When you're a bank you've got two types of clients. One type gives you money to look after, and the other type you loan money out to. Having these two types of clients is basically what makes you a bank. So in that first column, there's the pension fund that Tony set up for his employees. He pays a bunch of cash in now, and expects to get it back with some interest when his employees retire so they can afford properly negligent and abusive hospice care. So Mikey Jr has that money to look after. This is where his other type of client comes in. He can check out businesses, and lend to them if he likes whatever project they need cash to get going, demanding a big payback down the road. Or, if he doesn't want to do all the work checking this company out himself, he can ditch the boring world of savings and loan banking and just start buying bonds from these companies based on what Moody's says. And the best part of this is that if he has a bond that pays back $1500 in 5 years but he needs the money now, he doesn't wait, he can sell it for $800, and whoever buys it can be the one to sit around and wait for the big payout. He just needs to sit at his little computer, and he can buy and sell bonds all day.
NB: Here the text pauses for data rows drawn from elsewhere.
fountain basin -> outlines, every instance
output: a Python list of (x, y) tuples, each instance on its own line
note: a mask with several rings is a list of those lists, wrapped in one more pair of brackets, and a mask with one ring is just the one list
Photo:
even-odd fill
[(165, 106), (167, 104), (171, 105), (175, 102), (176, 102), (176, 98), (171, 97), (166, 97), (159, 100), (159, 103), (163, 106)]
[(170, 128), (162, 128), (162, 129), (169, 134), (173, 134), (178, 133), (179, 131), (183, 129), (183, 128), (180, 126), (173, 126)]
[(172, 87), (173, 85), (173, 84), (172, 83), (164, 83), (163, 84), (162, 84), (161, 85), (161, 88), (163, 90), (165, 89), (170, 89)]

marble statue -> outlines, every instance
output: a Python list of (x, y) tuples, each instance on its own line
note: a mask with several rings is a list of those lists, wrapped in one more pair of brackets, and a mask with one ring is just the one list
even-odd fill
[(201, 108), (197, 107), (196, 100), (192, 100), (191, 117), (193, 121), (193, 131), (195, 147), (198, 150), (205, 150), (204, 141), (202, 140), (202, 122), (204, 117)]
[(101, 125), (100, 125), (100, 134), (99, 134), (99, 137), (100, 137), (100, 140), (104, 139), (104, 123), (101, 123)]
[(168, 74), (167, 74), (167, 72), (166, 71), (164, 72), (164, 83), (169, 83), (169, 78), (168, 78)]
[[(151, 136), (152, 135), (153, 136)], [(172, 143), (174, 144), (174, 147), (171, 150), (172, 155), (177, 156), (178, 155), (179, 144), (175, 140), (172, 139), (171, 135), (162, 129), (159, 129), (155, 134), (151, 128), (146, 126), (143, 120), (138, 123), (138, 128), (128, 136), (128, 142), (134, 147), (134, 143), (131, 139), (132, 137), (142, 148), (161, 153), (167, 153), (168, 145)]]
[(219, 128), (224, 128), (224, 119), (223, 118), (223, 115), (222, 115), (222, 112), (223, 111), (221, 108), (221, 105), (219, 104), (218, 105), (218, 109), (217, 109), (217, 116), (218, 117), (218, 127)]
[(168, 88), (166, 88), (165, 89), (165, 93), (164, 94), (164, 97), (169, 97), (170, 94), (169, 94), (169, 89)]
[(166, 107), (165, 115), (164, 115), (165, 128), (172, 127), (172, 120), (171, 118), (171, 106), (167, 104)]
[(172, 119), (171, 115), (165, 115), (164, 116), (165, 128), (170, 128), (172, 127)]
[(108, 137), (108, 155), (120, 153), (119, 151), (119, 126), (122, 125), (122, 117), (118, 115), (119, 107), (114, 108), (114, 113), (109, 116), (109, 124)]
From his point of view, buying a bond is just giving someone some money now in return for getting more money later, and a mortgage is exactly the same thing. You give someone money to buy a house now, and then they pay you back in little drabs every month for the next 30 years. Cash goes out now, and (more) cash comes in later.

But then Mikey can get even smarter still. Why bother holding on to all those bonds and mortgages when he can just sell them (for a fee naturally) to the pension fund, and THEY can hold on to the suckers themselves? But there's a problem here. Lots of pension funds, and other such organizations don't want to buy mortgages because they're too risky. Last thing they want is to buy up a bunch of mortgages (meaning they pay someone for the privilege of receiving all the monthly payments that will be made on it in future) and then have a bunch of those houses default on them (as home owners are wont to do), and then they have nothing for their people to retire on. A lot of these funds have explicit rules saying things like "we only buy things rated A+ or better."... but mortgages aren't rated by credit agencies. And even if they were, they wouldn't be rated that high.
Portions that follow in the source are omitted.